Myogenic autoregulation of flow may be inversely related to endothelium-derived relaxing factor activity.

The influence of basal endothelium-derived relaxing factor (EDRF) activity on autoregulation was studied under conditions of controlled-flow and controlled-pressure perfusion in the isolated rabbit ear, a weakly autoregulating vascular bed. Hemoglobin and NG-monomethyl-L-arginine were used to inhibit EDRF activity, and in some experiments resting tone was increased by serotonin. The diameters of five generations of resistance arteries (ranging from 70 to 1,000 microns in size) were measured at different flow rates by X-ray microangiography. Diameter-flow (D-Q) relationships were correlated with pressure-flow (P-Q) and conductance-flow (G-Q) relationships. In the presence of EDRF activity no autoregulation was observed, P-Q relationships being linear and G-Q and D-Q relationships common both to controlled-flow and to controlled-pressure modes of perfusion. After inhibition of EDRF activity in constricted preparations, P-Q relationships became sigmoidal in shape in controlled-pressure perfusion mode, reflecting a range of perfusion pressures/flow rates over which they were able to "autoregulate" flow.
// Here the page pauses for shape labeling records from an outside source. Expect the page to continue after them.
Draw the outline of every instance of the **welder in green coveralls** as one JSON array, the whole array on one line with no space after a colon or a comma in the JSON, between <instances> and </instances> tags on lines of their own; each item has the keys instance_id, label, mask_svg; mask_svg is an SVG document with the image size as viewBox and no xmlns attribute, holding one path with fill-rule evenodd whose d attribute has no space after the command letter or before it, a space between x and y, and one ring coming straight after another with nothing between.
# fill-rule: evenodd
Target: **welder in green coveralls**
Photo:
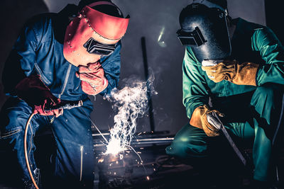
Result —
<instances>
[{"instance_id":1,"label":"welder in green coveralls","mask_svg":"<svg viewBox=\"0 0 284 189\"><path fill-rule=\"evenodd\" d=\"M251 140L254 182L268 183L284 126L284 50L271 29L227 13L226 0L194 0L180 13L183 104L190 122L166 152L207 156L209 142L217 138L212 137L220 134L207 118L214 111L233 137Z\"/></svg>"}]
</instances>

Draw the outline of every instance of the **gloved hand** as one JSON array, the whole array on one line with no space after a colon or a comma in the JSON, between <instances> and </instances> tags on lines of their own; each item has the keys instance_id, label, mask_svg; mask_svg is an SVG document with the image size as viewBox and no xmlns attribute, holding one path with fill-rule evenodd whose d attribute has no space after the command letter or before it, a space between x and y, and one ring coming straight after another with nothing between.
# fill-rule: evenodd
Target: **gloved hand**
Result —
<instances>
[{"instance_id":1,"label":"gloved hand","mask_svg":"<svg viewBox=\"0 0 284 189\"><path fill-rule=\"evenodd\" d=\"M208 122L207 115L212 112L215 112L217 115L224 117L223 113L216 110L210 110L207 105L204 105L195 108L191 116L190 124L202 129L208 137L219 135L219 130Z\"/></svg>"},{"instance_id":2,"label":"gloved hand","mask_svg":"<svg viewBox=\"0 0 284 189\"><path fill-rule=\"evenodd\" d=\"M202 61L202 65L211 60ZM239 63L236 60L224 60L215 66L202 66L208 77L215 83L224 79L237 85L256 86L256 76L258 64L252 62Z\"/></svg>"},{"instance_id":3,"label":"gloved hand","mask_svg":"<svg viewBox=\"0 0 284 189\"><path fill-rule=\"evenodd\" d=\"M34 113L55 115L56 118L63 113L63 109L45 110L60 103L60 100L51 93L39 76L31 75L23 79L16 86L15 91L18 98L33 107Z\"/></svg>"},{"instance_id":4,"label":"gloved hand","mask_svg":"<svg viewBox=\"0 0 284 189\"><path fill-rule=\"evenodd\" d=\"M109 81L104 77L104 71L99 62L89 63L87 67L80 66L77 77L82 80L82 90L89 95L97 95L104 90Z\"/></svg>"}]
</instances>

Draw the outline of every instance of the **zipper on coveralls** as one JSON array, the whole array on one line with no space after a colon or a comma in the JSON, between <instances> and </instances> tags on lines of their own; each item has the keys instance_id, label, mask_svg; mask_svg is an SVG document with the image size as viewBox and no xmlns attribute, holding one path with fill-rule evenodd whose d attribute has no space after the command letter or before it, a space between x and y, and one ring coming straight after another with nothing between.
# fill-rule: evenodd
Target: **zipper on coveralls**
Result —
<instances>
[{"instance_id":1,"label":"zipper on coveralls","mask_svg":"<svg viewBox=\"0 0 284 189\"><path fill-rule=\"evenodd\" d=\"M64 90L65 90L65 88L67 86L67 81L68 81L69 75L70 74L71 67L72 67L72 64L70 64L68 67L68 69L67 70L67 74L65 76L65 79L64 80L63 88L62 88L62 90L60 94L58 96L58 98L61 98L61 96L63 94Z\"/></svg>"},{"instance_id":2,"label":"zipper on coveralls","mask_svg":"<svg viewBox=\"0 0 284 189\"><path fill-rule=\"evenodd\" d=\"M80 181L82 181L82 171L83 171L83 149L84 149L84 146L80 146L81 166L80 166Z\"/></svg>"}]
</instances>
Over this autoregulatory range the corresponding G-Q and D-Q relationships exhibited regions of negative slope. Autoregulation was not observed in controlled-flow perfusion mode even in the absence of EDRF activity. The findings imply that flow- or pressure-dependent constriction can mediate autoregulation in controlled-pressure mode when not overridden by basal EDRF activity, as normally appears to be the case in these preparations. Differences in autoregulation in different organs may be inversely related to EDRF activity, which is known to differ between vascular beds.